Jornais dedicam páginas inteiras semanais aos pets. Companhias de aviação e hotéis têm planos para famílias com pets. Ouço pelo rádio propagandas de hospitais veterinários que oferecem tomógrafos, câmaras isobáricas e outros equipamentos de última geração e psicólogos para tratamento de traumas e gravidez psicológica de fêmeas. 

Criou-se, também, um sistema de seguridade animal que envolve bancos, seguradoras e associações civis de proteção a pets, com campanhas de arrecadação de fundos, adoção, tratamento de gatos e vira-latas, termo que passou a ser considerado discriminatório de animais, embora os brasileiros possam ser chamados de tal, como qualificou Nelson Rodrigues. 

Criar um pet custa mais caro que um filho, pois implica em treinadores e banhos remunerados semanais, além de dar mais trabalho, pois exige passeios diários e recolher cuidadosamente suas fezes e levar na bolsa para a casa, se não houver uma lixeira perto. Há casais que gastaram fortunas no tratamento de um pet e sofrem lutos prolongados com sua perda.

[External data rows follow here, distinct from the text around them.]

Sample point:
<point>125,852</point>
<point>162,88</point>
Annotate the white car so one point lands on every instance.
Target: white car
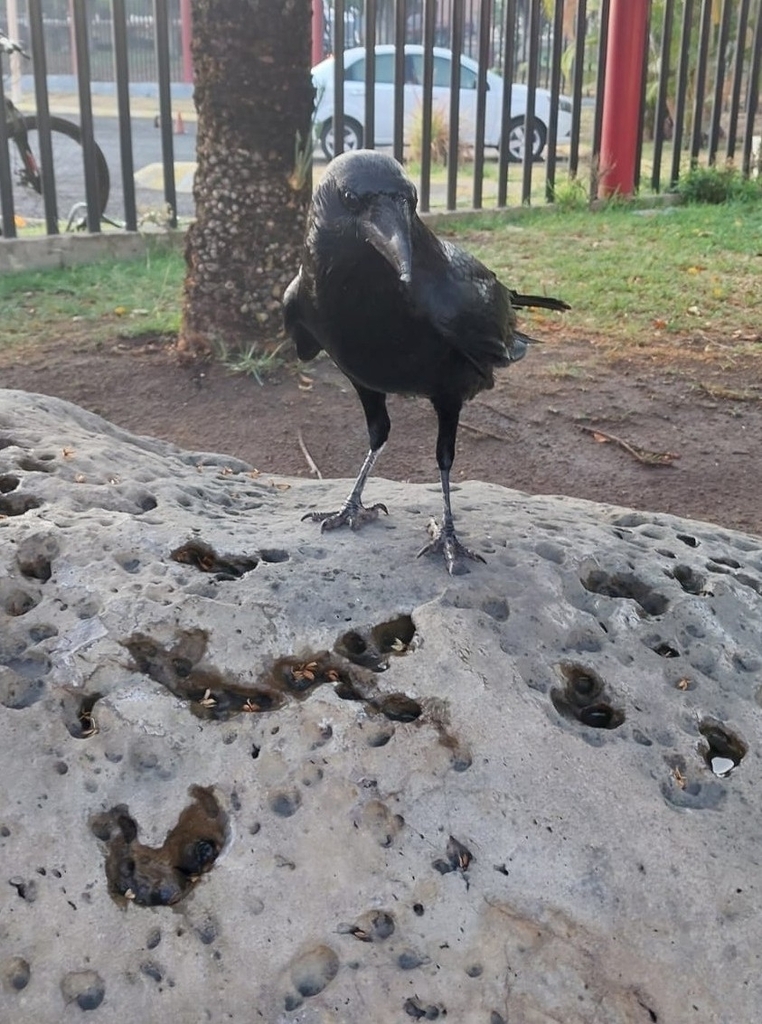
<point>354,67</point>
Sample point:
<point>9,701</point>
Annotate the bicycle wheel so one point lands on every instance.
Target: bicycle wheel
<point>66,139</point>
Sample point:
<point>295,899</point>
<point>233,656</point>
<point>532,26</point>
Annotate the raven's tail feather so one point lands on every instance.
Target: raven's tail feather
<point>520,301</point>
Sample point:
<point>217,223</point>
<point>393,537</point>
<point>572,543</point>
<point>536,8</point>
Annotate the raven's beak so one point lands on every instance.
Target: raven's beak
<point>387,227</point>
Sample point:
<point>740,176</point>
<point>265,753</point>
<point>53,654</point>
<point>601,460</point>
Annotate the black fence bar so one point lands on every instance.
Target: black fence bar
<point>682,85</point>
<point>509,20</point>
<point>533,30</point>
<point>579,66</point>
<point>737,78</point>
<point>454,140</point>
<point>643,90</point>
<point>660,110</point>
<point>165,109</point>
<point>399,79</point>
<point>369,135</point>
<point>121,72</point>
<point>429,26</point>
<point>47,173</point>
<point>79,23</point>
<point>483,60</point>
<point>753,91</point>
<point>6,193</point>
<point>700,80</point>
<point>555,88</point>
<point>338,41</point>
<point>717,97</point>
<point>595,169</point>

Nos EUA, há milionários que deixaram suas heranças para pets e seus descendentes. 

Não sou contra os pets. Minha filha, que mora em apartamento, tem uma cadela que passa o maior tempo em meu jardim. Só não entendo porque não se cuida com o mesmo carinho os pets humanos, meninas e meninos abandonados nas ruas, que se prostituem para sobreviver, ou que mofam em orfanatos à espera de quem os queira adotar. Menores infratores são recolhidos a colônias penais semelhantes àquela descrita por Kafka. A alegação preconceituosa é que não são de raça (branca) e não têm pedigree, ou histórico familiar. 

Não conheço nenhuma campanha governamental ou civil de adoção de crianças abandonadas, uma das formas mais perversas de exclusão social, senão uma burocracia infernal para a adoção.